Optimization model of battery electric vehicle charging facility layout towards embedded system and data mining algorithm

Battery electric vehicles have been developing rapidly in recent years due to their advantages of energy saving and emission reduction. However, the development of battery electric vehicles is still in its infancy due to the relatively immature charging technology and the lack of infrastructure development. In many researches, there have been many solutions to adopt remote monitoring systems in battery electric vehicles to monitor and collect them in real time for statistical analysis and fault diagnosis. However, the current monitoring systems are carried out statistically and it is difficult to extract much valuable information from the data. In this paper, after analyzing the construction mode of battery electric vehicle charging facilities, the battery electric vehicle charging facility system platform using embedded system was analyzed. Several functions were simulated to meet the problems encountered by users in using it, studying the battery electric vehicle charging facility layout optimization model based on data mining algorithm. Focusing on the coverage problem in the siting problem, the State-of-Charge (SOC) of the battery charge state was analyzed.

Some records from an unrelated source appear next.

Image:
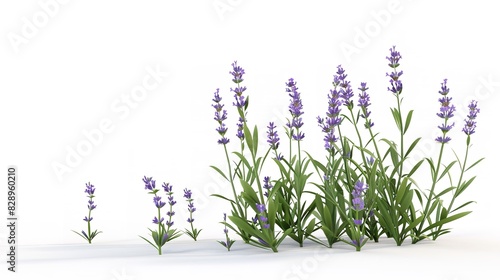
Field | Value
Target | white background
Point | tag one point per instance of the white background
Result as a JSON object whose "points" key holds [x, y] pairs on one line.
{"points": [[66, 67]]}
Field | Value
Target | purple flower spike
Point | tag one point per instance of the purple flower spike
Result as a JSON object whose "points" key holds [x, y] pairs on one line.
{"points": [[155, 220], [364, 102], [357, 193], [240, 134], [220, 117], [187, 194], [149, 183], [267, 185], [345, 87], [446, 111], [237, 73], [333, 118], [167, 187], [158, 202], [90, 189], [470, 122], [272, 136], [396, 84]]}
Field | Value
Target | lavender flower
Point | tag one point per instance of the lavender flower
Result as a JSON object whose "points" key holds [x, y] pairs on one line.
{"points": [[158, 202], [261, 208], [89, 189], [193, 233], [295, 109], [162, 234], [357, 193], [156, 221], [272, 136], [240, 134], [149, 183], [445, 112], [90, 235], [470, 123], [220, 117], [237, 73], [396, 84], [364, 102], [345, 87], [267, 185], [228, 242], [332, 119]]}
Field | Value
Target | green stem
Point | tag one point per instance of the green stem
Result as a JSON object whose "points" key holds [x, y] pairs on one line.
{"points": [[231, 180]]}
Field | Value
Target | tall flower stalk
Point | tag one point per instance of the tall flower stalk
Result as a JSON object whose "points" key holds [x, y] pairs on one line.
{"points": [[89, 235], [193, 232]]}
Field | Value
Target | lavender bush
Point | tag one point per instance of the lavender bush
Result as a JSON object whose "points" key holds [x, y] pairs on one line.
{"points": [[164, 231]]}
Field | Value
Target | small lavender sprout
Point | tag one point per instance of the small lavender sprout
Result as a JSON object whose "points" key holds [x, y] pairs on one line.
{"points": [[89, 235], [193, 233], [470, 122], [445, 112], [228, 242]]}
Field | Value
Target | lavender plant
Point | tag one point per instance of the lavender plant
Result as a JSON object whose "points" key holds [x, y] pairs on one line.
{"points": [[246, 174], [89, 235], [193, 232], [164, 232], [364, 189]]}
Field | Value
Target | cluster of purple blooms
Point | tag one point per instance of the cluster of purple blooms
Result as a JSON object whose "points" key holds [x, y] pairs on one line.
{"points": [[295, 109], [358, 204], [396, 85], [261, 210]]}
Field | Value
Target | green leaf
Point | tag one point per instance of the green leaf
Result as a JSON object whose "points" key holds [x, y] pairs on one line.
{"points": [[223, 197], [447, 220], [401, 190], [412, 146], [447, 169], [474, 164], [464, 186], [397, 118], [461, 206], [248, 138], [445, 191], [255, 139], [250, 194]]}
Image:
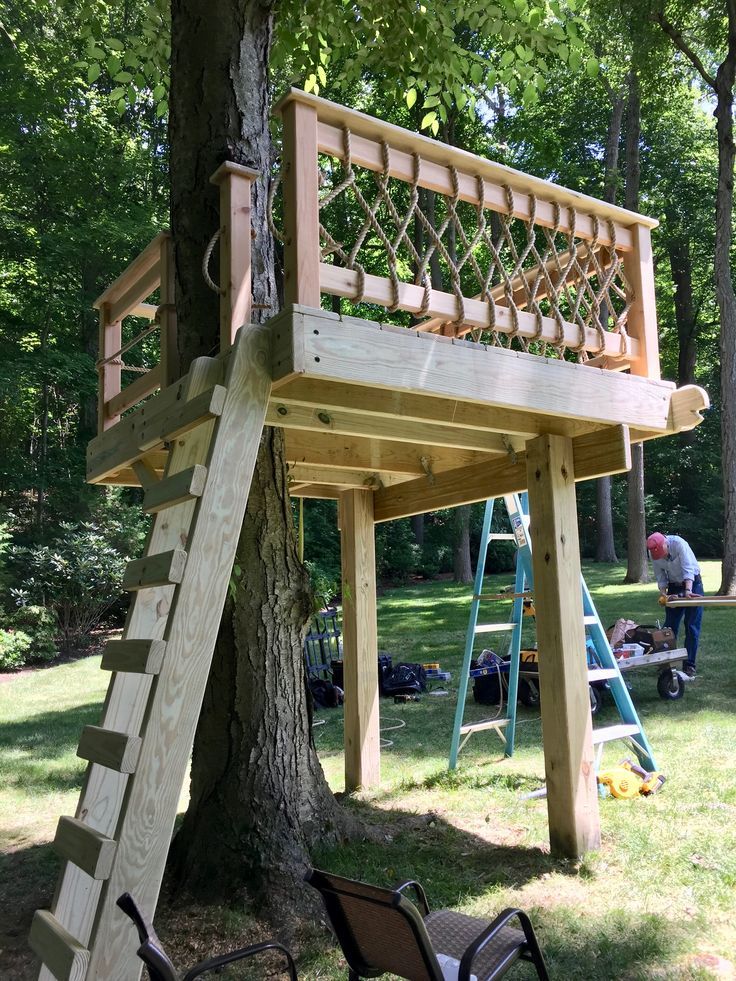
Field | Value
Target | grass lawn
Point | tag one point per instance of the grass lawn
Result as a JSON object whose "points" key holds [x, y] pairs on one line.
{"points": [[657, 901]]}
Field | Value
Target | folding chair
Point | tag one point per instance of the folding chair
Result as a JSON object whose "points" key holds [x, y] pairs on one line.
{"points": [[381, 931], [160, 967]]}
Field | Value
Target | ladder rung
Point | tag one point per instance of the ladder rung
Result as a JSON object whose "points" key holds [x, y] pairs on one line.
{"points": [[134, 656], [57, 949], [180, 487], [160, 569], [608, 733], [488, 724], [115, 750], [89, 849], [602, 674]]}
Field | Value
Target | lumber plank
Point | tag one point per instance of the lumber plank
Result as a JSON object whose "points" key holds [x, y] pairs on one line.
{"points": [[378, 289], [404, 360], [115, 750], [141, 388], [61, 954], [572, 792], [139, 656], [144, 830], [76, 899], [133, 271], [359, 453], [79, 843], [360, 640], [328, 396], [180, 487], [158, 569], [595, 455], [345, 423], [117, 449]]}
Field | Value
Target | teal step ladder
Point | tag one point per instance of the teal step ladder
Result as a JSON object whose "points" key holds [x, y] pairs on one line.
{"points": [[602, 664]]}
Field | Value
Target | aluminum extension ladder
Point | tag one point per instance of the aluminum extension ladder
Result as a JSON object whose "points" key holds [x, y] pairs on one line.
{"points": [[603, 668]]}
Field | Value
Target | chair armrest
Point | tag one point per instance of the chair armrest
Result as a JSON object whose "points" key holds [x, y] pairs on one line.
{"points": [[466, 962], [418, 892], [214, 963]]}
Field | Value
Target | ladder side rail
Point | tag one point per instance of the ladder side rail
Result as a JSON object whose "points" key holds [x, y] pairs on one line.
{"points": [[470, 634], [617, 685]]}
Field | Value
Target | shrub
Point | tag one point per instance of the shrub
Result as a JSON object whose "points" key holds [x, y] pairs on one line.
{"points": [[14, 649], [40, 625], [78, 577]]}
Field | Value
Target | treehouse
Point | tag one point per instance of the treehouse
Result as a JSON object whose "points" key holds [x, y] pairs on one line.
{"points": [[452, 330]]}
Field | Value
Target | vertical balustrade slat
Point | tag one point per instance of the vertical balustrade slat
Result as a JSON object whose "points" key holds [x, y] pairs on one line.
{"points": [[301, 205], [109, 374], [234, 182], [642, 318]]}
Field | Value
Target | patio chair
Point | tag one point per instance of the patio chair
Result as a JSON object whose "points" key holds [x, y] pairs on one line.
{"points": [[160, 967], [381, 931]]}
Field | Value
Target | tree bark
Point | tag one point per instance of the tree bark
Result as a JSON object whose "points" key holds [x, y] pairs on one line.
{"points": [[637, 565], [259, 797], [605, 549]]}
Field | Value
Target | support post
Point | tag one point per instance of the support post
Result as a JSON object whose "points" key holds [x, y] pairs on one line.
{"points": [[301, 205], [360, 640], [572, 798], [111, 334], [234, 182], [167, 315], [642, 318]]}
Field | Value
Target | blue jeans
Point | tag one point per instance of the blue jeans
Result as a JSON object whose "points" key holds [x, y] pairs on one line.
{"points": [[693, 618]]}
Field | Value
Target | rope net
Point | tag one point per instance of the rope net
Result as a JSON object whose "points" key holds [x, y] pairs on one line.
{"points": [[372, 223]]}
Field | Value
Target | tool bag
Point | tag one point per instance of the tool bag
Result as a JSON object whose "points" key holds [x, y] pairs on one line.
{"points": [[652, 638]]}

Taking residential areas as an example and 4 weeks as a cycle, it was found that during the first to fourth weeks, the negative power at 1:00, 20:00 and 24:00 was higher. At the same type of time point, different charging thresholds had a significant impact on the charging load demand of users. The larger the charging threshold of battery electric vehicles appeared, the earlier the peak moment and the higher the peak load. The battery state of the battery electric vehicle in the work area is 60 % at 1:00, and it reaches a relatively full state of 90 % at 8:00. In different regions, the allocation of charging thresholds for battery electric vehicles was different, and the Markov theory was derived from the analysis of the coverage problem to enable fast and effective siting of charging piles while satisfying charging convenience and high utilization of charging facilities to complement the research on the optimization model of battery electric vehicle charging facility layout.